Pero Paz Castillo, el poeta, estaba esperando en ese momento. Esperaba a alguien que lo llamó a su despacho en la Academia Venezolana de la Lengua, el día anterior, para conversar con él. De baja estatura, con cabello entrecano que llegaba casi hasta los hombros, enfundado en un flux azul un poco ajado, aguardaba sentado en uno de los jardines centrales del Palacio de las Academias, en el corazón de Caracas, bajo las sombras de la estatua de José María Vargas y de un chaguaramo.
Cuando finalmente llegó la persona que le había pedido esos minutos de su día, se irguió y no devolvió el saludo, ni permitió una excusa para el retraso. Levantó el bastón. “Sabía que se trataría de un jovencito, de esos que no aprecian el valor del tiempo porque les sobra. Esta madera es de calidad, bien dura. ¿Ves? Debería darte en la cabeza con esto”, amenazó. Ante una expresión de desconcierto, respondió que era capaz. “No hace mucho, justo al lado, en la Biblioteca Nacional, un muchachito me pidió a la entrada mi carnet. ¡Un carnet, a mí! Si no me contiene el vigilante le hubiera caído a bastonazos”, contó.
Resoplaba, pero al cabo de unos segundos de silencio, volvió a sentarse e invitó a hacer lo mismo junto a él. Pidió disculpas y dijo que se exasperó. Agregó que aquella otra vez el joven no tenía la culpa, pues era nuevo y no sabía que Paz Castillo prácticamente vivía ahí, hacía años que todos lo conocían y nadie le pedía identificación. De todos modos, no entendía cómo alguien que trabajara en un ambiente literario no supiese quién era él. Cuando tenía 19 años, menos aún que los jóvenes que ahora lo desesperan, había sido miembro fundador del Círculo de Bellas Artes en 1912. Ahí se codeó con personalidades tan disímiles como Manuel Díaz Rodríguez, un admirador de Juan Vicente Gómez, y Rómulo Gallegos, joven impulsor de la democracia.
Del primero exaltó su llamado a “hacer la patria por estas tierras”, mientras que Gallegos le dedicó la novela La trepadora (1925), en cuyo prólogo le atribuye a Paz Castillo haber concebido la idea central una mañana que compartieron en los Altos Mirandinos.

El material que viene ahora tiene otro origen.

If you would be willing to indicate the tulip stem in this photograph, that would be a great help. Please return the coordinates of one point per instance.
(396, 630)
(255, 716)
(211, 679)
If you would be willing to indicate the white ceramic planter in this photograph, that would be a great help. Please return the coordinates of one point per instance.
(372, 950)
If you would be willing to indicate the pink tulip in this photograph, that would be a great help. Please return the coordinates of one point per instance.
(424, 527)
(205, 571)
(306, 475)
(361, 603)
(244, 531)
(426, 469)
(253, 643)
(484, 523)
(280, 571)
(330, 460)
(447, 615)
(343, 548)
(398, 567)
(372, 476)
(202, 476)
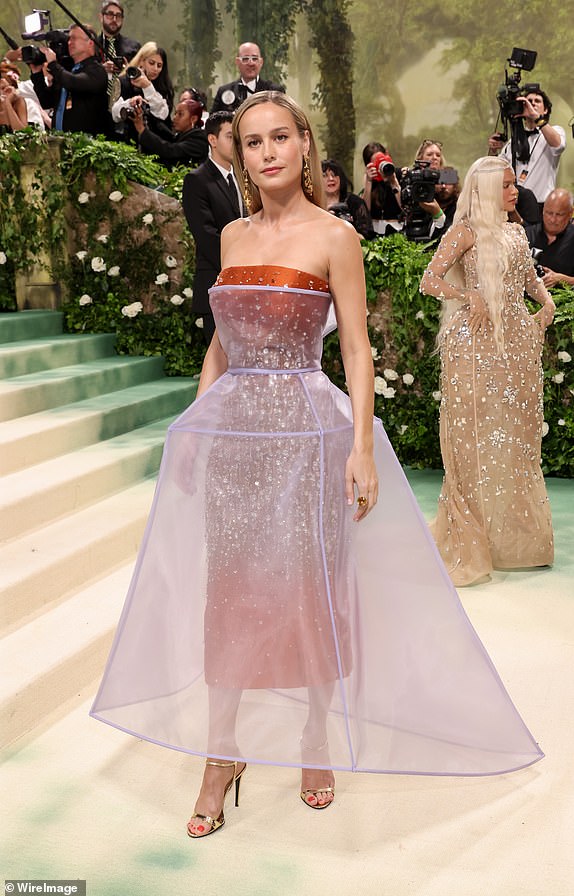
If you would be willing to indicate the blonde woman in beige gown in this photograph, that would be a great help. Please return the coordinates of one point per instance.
(493, 509)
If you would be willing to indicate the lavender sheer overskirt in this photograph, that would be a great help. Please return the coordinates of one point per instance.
(252, 578)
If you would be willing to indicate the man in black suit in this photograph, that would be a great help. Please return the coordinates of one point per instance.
(188, 143)
(78, 97)
(211, 199)
(249, 62)
(113, 42)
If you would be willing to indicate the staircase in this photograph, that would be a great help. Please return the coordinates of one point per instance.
(81, 438)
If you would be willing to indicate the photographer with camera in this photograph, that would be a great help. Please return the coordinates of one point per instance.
(425, 219)
(145, 84)
(381, 189)
(538, 145)
(188, 142)
(78, 97)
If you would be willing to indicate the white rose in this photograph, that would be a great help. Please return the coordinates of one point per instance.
(132, 310)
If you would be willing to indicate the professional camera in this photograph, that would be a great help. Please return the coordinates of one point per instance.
(508, 93)
(128, 113)
(418, 183)
(38, 26)
(384, 165)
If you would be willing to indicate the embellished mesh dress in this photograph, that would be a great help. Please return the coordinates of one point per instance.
(493, 509)
(252, 581)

El poeta adora esos parajes, que recuerda surcados por “sendas de oro y rosa bajo el sol postrero”, entre pequeñas aldeas como Los Teques, donde residió por un tiempo. En su obra no son escasas las loas a la vida en esos montes, que según él no tendría nada que envidiar a lo descrito por Virgilio en sus Bucólicas. Sobre todo sus primeros poemas, publicados en 1931 bajo el título de La voz de los cuatro vientos, están llenos de esa fiebre por lo idílico, por bosques donde jóvenes campesinas criollas toman el lugar de las ninfas, no hay laureles pero abundan los bucares, y las casitas blancas de los cafetales sustituyen las chozas de los pastores griegos.

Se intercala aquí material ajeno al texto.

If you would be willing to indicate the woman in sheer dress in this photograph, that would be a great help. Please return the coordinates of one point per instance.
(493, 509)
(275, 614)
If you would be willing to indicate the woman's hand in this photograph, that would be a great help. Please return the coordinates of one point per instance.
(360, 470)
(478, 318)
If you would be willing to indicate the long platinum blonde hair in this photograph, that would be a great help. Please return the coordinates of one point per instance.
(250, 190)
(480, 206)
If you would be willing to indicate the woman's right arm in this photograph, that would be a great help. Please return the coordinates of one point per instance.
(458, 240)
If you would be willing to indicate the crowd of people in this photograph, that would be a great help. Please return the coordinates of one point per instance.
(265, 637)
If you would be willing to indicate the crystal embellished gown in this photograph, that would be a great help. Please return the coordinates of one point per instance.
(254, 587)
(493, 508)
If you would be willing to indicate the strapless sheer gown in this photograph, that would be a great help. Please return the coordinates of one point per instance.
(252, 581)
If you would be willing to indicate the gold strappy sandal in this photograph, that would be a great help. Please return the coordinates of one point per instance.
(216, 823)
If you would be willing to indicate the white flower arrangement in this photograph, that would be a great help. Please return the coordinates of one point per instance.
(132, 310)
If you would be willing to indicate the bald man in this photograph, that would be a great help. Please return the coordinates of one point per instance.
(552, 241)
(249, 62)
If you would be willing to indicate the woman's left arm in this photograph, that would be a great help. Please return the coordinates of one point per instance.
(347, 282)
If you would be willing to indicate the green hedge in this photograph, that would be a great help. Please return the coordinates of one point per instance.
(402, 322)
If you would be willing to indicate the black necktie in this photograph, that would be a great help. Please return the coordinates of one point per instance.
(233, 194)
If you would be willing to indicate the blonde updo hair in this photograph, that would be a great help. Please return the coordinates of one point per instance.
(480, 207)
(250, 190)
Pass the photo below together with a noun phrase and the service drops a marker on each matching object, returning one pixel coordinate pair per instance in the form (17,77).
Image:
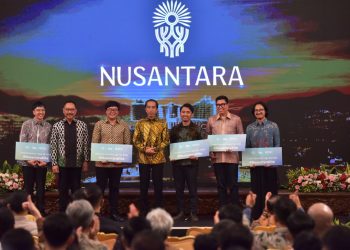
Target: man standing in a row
(112,130)
(35,130)
(186,171)
(150,138)
(225,163)
(69,152)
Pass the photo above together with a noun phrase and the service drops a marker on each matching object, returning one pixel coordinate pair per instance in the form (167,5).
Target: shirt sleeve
(165,137)
(137,138)
(96,134)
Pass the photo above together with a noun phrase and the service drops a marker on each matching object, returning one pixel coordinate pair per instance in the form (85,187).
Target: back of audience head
(307,240)
(7,220)
(236,235)
(205,242)
(323,216)
(81,213)
(337,238)
(58,230)
(92,193)
(147,240)
(132,227)
(282,209)
(299,221)
(15,201)
(231,212)
(161,222)
(17,239)
(270,203)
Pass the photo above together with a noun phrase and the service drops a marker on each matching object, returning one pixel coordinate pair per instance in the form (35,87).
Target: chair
(194,231)
(269,229)
(181,243)
(108,239)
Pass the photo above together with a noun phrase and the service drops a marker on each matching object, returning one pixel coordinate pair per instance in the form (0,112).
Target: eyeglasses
(221,105)
(112,109)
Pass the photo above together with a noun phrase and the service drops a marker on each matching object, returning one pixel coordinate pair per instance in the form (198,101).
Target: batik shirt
(151,133)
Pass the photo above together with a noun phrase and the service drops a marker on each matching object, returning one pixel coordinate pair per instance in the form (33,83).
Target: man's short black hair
(17,239)
(57,229)
(221,97)
(7,220)
(70,101)
(37,104)
(205,242)
(112,104)
(283,208)
(151,100)
(187,105)
(262,104)
(299,221)
(134,226)
(16,199)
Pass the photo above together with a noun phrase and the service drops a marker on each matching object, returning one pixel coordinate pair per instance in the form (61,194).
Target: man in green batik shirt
(150,138)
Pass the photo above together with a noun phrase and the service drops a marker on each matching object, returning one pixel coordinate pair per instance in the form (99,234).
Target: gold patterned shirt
(105,132)
(151,133)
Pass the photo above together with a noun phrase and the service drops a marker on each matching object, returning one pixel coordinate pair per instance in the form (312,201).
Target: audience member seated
(147,240)
(58,232)
(298,222)
(7,221)
(93,194)
(337,238)
(280,238)
(131,228)
(17,239)
(236,236)
(205,242)
(323,217)
(307,240)
(21,205)
(86,224)
(161,222)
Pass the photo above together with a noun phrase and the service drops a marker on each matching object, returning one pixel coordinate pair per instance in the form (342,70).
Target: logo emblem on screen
(171,22)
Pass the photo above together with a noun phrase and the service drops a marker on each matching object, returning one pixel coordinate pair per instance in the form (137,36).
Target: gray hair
(81,213)
(161,222)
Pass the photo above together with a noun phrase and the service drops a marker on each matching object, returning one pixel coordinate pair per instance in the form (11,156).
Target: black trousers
(226,178)
(112,177)
(186,175)
(157,179)
(35,176)
(263,180)
(69,180)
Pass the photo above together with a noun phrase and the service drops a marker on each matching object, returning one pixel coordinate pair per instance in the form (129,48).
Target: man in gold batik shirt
(150,138)
(112,130)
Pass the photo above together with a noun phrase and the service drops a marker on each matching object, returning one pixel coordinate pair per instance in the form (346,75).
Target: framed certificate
(26,151)
(111,152)
(184,150)
(262,157)
(229,142)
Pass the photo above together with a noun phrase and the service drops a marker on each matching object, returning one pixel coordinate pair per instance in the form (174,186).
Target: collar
(36,122)
(190,125)
(74,120)
(155,119)
(229,116)
(261,123)
(107,121)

Últimamente su poesía se ha encaminado hacia otra dirección, con vuelos metafísicos y místicos. Están llenos de religiosidad. Él dice que en ellos trata de dialogar con Dios, con quien quiere conectarse antes de morir. Así queda patente en versos recientes como El muro (1964), que algunos han descrito como una obra “monacal”.
El ex diplomático
Volvió a levantarse y dio unos pasos hacia la Academia de Ciencias Políticas. “Por ahí han pasado muchos hombres que se dedicaron a representar al país en el extranjero. Deberían hacerme su miembro de número también. ¡A ver si ahí hasta el último empleado me conoce y no se repite el incidente del carnet!”, bromeó Paz Castillo, el ex diplomático.
Tuvo que despedirse de Venezuela en 1936, cuando pasó al servicio exterior, y no volvió sino esporádicamente por más de veinte años. En ese transcurso desempeñó varios cargos diplomáticos en España, Francia, Argentina, Brasil, el Reino Unido, México, Bélgica, Italia y Canadá. Como su querido Díaz Rodríguez, recorrió media Europa.
Fue la vieja metrópoli la que le dejó recuerdos más marcados. Estaba ahí como cónsul en Barcelona cuando estalló la Guerra Civil en 1936. Atestiguar el derramamiento de sangre entre compatriotas inspiró algunos de sus versos más amargos, los que aparecieron en 1945 en el poemario Entre sombras y luces. Algo parecido le pasó en 1940, cuando presenció los bombardeos de la Luftwaffe (la fuerza aérea de Hitler) sobre Londres, y cuando volvió a Europa tras la guerra y la encontró devastada.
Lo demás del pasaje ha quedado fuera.